The one Fox listed is unusual in that it has two pickups and a toggle switch, I don't think I have seen that before.

----------

fox

----------


## fox

I thought it might of gone for a little more but a good price nevertheless.

----------


## Balanced Action

I bid on this one, and won it, seller is emailing me outside of eBay and requesting wire transfer to Amsterdam, most likely a scam. Shame as I was looking forward to it.

----------


## Cornfield

> I bid on this one, and won it, seller is emailing me outside of eBay and requesting wire transfer to Amsterdam, most likely a scam. Shame as I was looking forward to it.


Report it to EBay

----------


## fox

Wow what a shame, hopefully you can find out what is going on ... I guess he wants to avoid the PayPal and eBay charges?

----------


## Balanced Action

i dont know what the deal is but he is refusing to go through the proper channels, if he reposts it id be wary. 

the fake ebay email was pretty convincing, but the address "checkout@ebayfunding.co.uk" was a major red flag. 
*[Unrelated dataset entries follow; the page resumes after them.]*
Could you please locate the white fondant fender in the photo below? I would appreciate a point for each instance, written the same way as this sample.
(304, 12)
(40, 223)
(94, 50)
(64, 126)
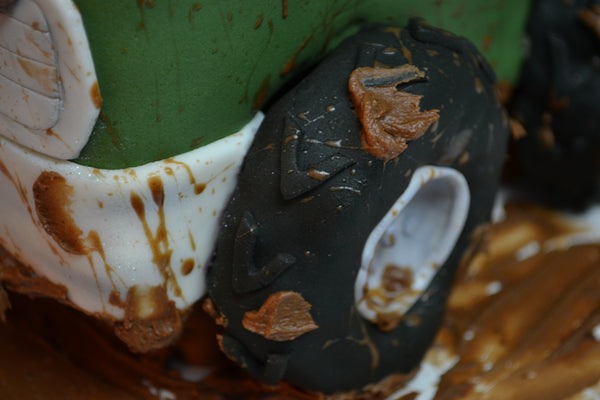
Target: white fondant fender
(414, 238)
(151, 225)
(50, 97)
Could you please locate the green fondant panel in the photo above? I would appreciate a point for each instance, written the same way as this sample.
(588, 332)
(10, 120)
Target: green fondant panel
(178, 74)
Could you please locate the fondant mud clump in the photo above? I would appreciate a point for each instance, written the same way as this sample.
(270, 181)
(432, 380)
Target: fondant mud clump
(382, 160)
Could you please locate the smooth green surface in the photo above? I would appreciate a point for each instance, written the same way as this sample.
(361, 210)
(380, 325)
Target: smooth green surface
(178, 74)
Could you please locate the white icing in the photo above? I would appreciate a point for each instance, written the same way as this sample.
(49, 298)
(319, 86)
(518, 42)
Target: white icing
(47, 78)
(101, 202)
(418, 234)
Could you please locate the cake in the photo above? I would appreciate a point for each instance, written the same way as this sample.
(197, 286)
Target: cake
(125, 202)
(339, 245)
(119, 176)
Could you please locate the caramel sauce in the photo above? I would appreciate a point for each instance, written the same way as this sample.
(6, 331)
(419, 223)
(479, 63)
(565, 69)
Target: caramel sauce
(158, 240)
(187, 266)
(532, 337)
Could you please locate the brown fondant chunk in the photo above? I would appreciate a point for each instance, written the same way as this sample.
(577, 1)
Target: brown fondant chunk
(283, 316)
(52, 196)
(151, 320)
(389, 117)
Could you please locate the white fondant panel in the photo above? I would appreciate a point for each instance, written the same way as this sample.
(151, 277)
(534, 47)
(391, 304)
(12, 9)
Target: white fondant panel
(40, 78)
(73, 88)
(29, 108)
(25, 40)
(28, 13)
(119, 208)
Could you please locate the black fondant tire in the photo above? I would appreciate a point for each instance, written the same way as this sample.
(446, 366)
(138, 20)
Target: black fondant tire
(309, 196)
(557, 103)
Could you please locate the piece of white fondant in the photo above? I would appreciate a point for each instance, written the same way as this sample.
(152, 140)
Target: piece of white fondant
(147, 226)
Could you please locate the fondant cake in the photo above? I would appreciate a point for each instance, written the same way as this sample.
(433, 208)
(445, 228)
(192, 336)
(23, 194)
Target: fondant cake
(326, 172)
(119, 151)
(340, 242)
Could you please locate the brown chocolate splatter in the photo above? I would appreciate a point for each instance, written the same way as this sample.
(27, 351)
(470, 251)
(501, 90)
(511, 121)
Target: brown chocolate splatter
(52, 196)
(159, 240)
(151, 320)
(4, 304)
(187, 266)
(198, 187)
(284, 316)
(389, 117)
(95, 95)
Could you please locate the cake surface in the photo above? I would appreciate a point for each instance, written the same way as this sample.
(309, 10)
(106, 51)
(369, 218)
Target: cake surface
(126, 231)
(306, 247)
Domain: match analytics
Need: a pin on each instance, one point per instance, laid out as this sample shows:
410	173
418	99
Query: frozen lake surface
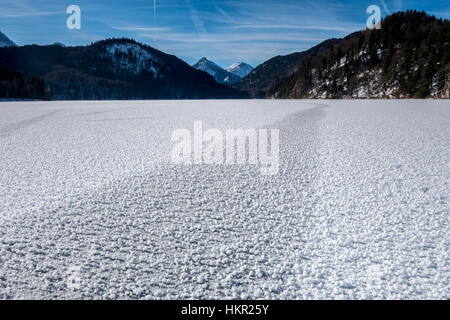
359	209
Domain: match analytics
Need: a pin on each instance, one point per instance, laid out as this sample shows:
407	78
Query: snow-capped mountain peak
217	72
240	69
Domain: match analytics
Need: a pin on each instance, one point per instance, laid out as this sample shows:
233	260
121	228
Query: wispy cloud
293	27
198	23
22	14
151	29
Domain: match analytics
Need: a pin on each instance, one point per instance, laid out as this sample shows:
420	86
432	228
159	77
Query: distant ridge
240	69
408	58
217	72
109	69
5	41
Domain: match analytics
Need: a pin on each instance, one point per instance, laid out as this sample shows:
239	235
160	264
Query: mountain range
408	58
5	41
108	69
231	75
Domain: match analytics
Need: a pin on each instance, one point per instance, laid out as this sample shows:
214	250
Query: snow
218	73
240	69
141	59
359	209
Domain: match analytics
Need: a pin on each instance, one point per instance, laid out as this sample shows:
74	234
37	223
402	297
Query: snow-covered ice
359	208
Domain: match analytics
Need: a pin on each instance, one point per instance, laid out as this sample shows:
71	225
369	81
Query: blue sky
223	31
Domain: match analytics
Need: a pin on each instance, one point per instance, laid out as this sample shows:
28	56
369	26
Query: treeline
14	85
408	57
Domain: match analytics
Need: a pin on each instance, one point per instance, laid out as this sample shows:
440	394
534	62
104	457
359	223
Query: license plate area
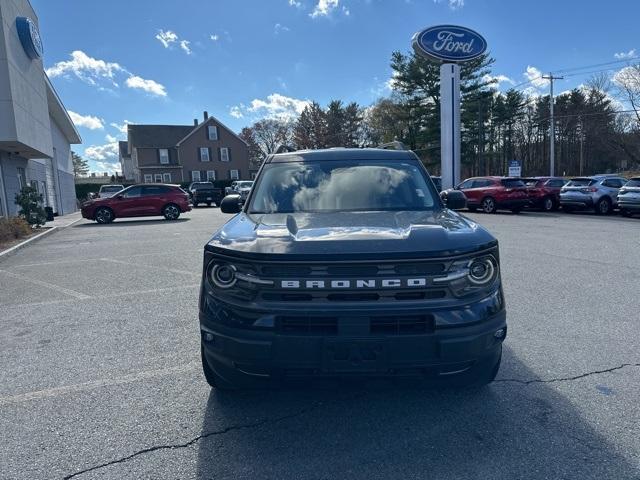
354	355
I reported the seller to eBay, supposedly they'll take care of it. Id like to know if that actual Gibson is available from the person who really owns it or did they just use a random picture of one. Its a configuration that Ive never seen before and that case looks amazing. I was fully prepared to pay much more than what it ended up selling for.

----------

fox

----------


## Lord of the Badgers

Ah that's nasty  :Frown:  so sorry to hear that

My online mate Matt did have one of these exact versions (but he thought it was a TG50) & it went for 3k. I couldn't do it at the time. If you youtube his surname Barwick you should see him playing it. 

I finally got a normal single pickup 57 just this weekend.

There is one in Rennes in France at the mo - single pickup one

----------


## Lord of the Badgers

just read the feedback on that seller- saw your comment. all the others are dodgy  :Frown:

----------